Karl Marx a visité le salon de l'auto. A sa sortie, il a bien voulu répondre à nos questions.

Vos impressions? 

K.M.: Je souris dans ma barbe. La question automobile constitue une superbe illustration de la validité de mes thèses. D'abord un peu de théorie. Le capitalisme se caractérise par sa démesure, par sa tendance à dépasser toujours ses propres limites - ou plutôt par son incapacité à voir que ces limites existent. Cette démesure n'est pas le produit d'une idéologie. C'est le contraire: l'idéologie du dépassement de ses limites par l'individu est le produit de la tendance démesurée du mode de production. 

La démesure capitaliste découle directement de la forme que prend la richesse dans cette société. Le capitalisme se distingue de tous les modes de production qu'il l'ont précédé par le fait que la richesse, ici, prend la forme généralisée de l'argent qui produit plus d'argent. La classe capitaliste n'accumule pas des trésors, comme les autres classes dominantes de l'histoire: elle investit, c'est-à-dire qu'elle exploite le travail salarié pour empocher une plus-value. Celle-ci doit être investie à son tour et, en tant que capital, produire à son tour une plus-value, etc. Ainsi, le mécanisme même du capitalisme implique un élargissement de la production selon une progression géométrique. La plus-value agit comme un multiplicateur qui pousse à piller toujours plus les ressources naturelles et à accroître toujours plus les forces productives.
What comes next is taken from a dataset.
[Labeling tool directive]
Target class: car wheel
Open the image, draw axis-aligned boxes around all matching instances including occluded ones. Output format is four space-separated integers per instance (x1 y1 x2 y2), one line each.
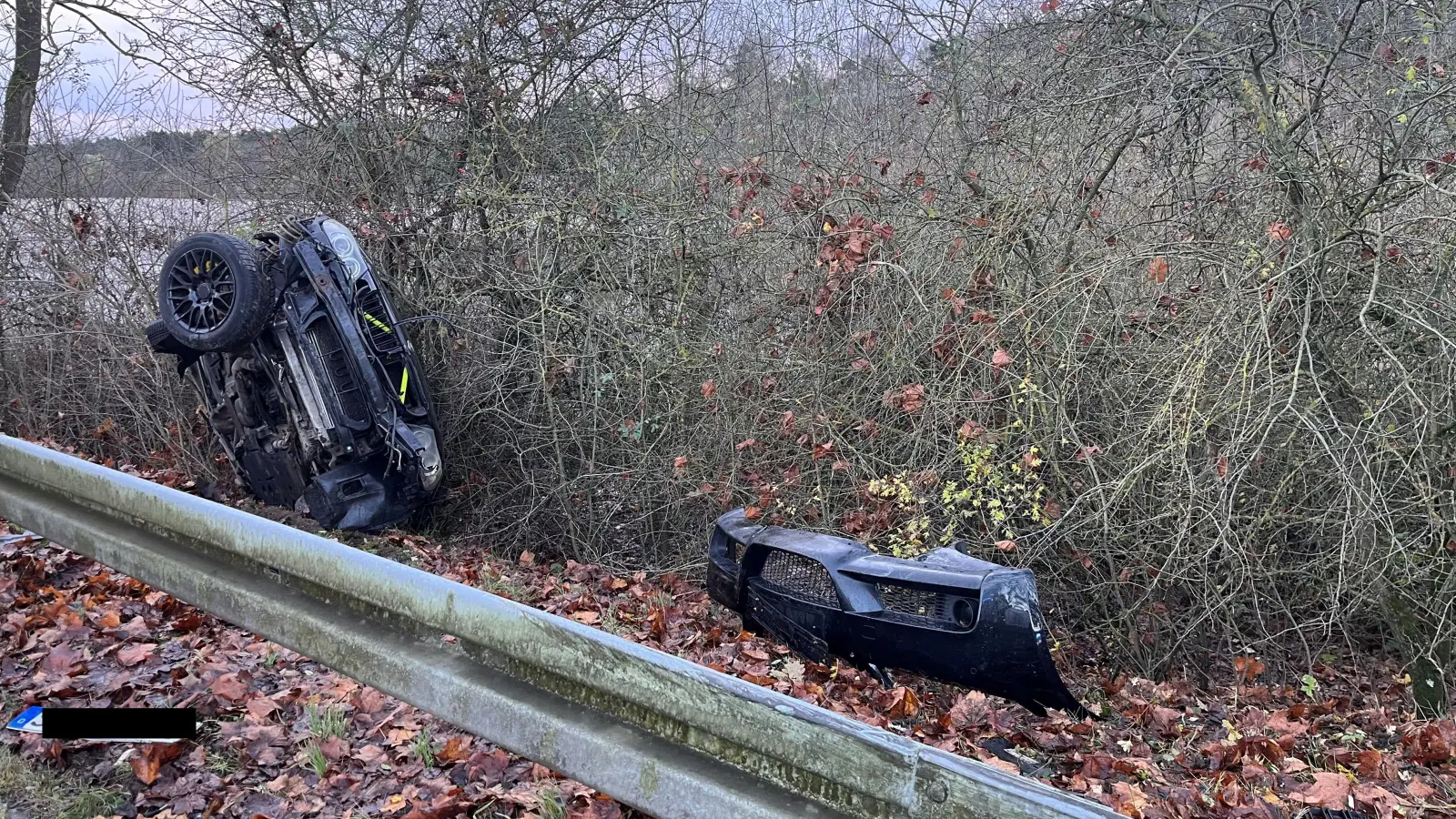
157 233 274 353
Pour éviter toute ambiguïté: les forces productives ne sont pas seulement les forces matérielles (moyens de production, etc). La principale d'entre elles est la force de travail humaine. La tendance à accroître les forces productives inclut donc la tendance à accroître la population. 
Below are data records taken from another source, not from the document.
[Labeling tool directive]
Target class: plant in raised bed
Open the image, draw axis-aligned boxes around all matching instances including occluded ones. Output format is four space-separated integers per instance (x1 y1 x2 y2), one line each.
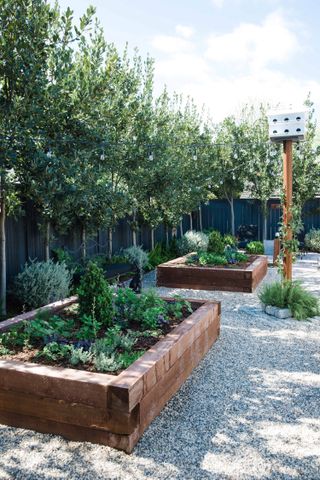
246 241 264 255
186 245 248 266
78 262 113 325
304 228 320 252
259 282 320 320
14 260 72 308
0 284 192 372
124 246 148 293
178 230 209 255
208 230 225 255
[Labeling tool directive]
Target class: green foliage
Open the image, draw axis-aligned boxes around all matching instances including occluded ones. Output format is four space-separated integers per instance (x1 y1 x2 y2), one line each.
142 307 166 330
0 343 12 357
36 342 71 362
186 247 248 266
23 311 74 344
235 252 248 263
14 260 71 308
123 246 148 271
178 230 209 255
222 233 238 247
259 282 320 320
114 288 144 325
167 296 192 319
208 230 226 255
304 228 320 253
77 262 113 325
246 241 264 255
69 345 93 366
148 243 176 270
77 314 102 340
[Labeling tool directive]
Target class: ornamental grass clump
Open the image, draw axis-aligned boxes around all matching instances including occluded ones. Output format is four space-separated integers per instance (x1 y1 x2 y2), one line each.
208 230 226 255
77 262 113 325
246 241 264 255
178 230 209 255
259 282 320 320
304 228 320 253
14 260 72 308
On voit bien aujourd'hui que les ressources de la nature et les possibilités d'augmenter sans cesse les forces productives sont li-mitées, pour la simple raison que la planète n'est pas infinie. 

Pourquoi cette évidence ne parvient-elle pas à s'imposer au capitaliste? 

K.M. : Parce que le contact du capitaliste avec le réel se fait par la médiation de l'argent. Or, l'argent crée l'illusion qu'il est possible d'accumuler sans cesse plus de richesses matérielles, du fait que, en tant que symbole de valeur, l'argent lui-même semble n'avoir point de limites. 

Et l'automobile là-dedans? 

K.M.: La contradiction entre la démesure inhérente au capital d'une part, et les possibilités limitées des forces productives comme de la nature d'autre part, éclate clairement dans la question automobile. Les capitalistes veulent produire toujours plus d'autos pour en vendre toujours plus et réaliser ainsi la plus-value. C'est indispensable à leurs yeux pour rentabiliser les gigantesques investissements qu'ils ont réalisé sous l'aiguillon de la guerre de concurrence qu'ils se livrent entre eux. Mais si toute la planète, en l'an 2005, comptait autant d'automobiles que votre pays, il y en aurait plus de trois milliards. C'est invivable. 

A supposer que le capital soit capable de résoudre le problème de la pollution par les moteurs qui asphyxient le globe, il lui resterait à résoudre la question de l'espace et de la mobilité. Ce n'est pas une mince contradiction: alors que le système implique une mobilité toujours plus grande et des communications toujours plus rapides, l'auto, qui est un des moyens de cette accélération, aboutit au résultat exactement inverse! Alors que l'accroissement de population nécessite une utilisation ultra-rationnelle des terres arables, la croissance de l'automobile noie toujours plus de terres sous le béton et l'asphalte! 

Votre conclusion? 

K.M. : Ainsi posé, il est clair que le problème ne peut avoir qu'une solution radicale, et que cette solution ne peut être qu'une solution anticapitaliste. Il faut se fixer pour objectif l'élimination quasi-absolue de l'auto et son remplacement par des transports en commun nombreux, non-polluants, gratuits et de qualité. Cela n'est possible que si la collectivité se réapproprie les formidables forces productives matérielles accumulées dans le secteur de l'auto, et qui sont le produit de la spoliation de son travail. En même temps, cette réappropriation est la condition pour une réorientation de fond en comble de la production en fonction des besoins, seul cadre dans lequel il sera effectivement possible de se passer de l'automobile. Sinon, la crise de l'auto sera payée par la majorité sociale qui, aujourd'hui, ne peut tout simplement pas se passer de l'auto. Telle est la logique inhumaine de ce système. C'est pourquoi je ne souris pas vraiment: je suis inquiet. La folie de l'auto est la folie du capital. On ne peut éliminer l'une qu'en éliminant l'autre.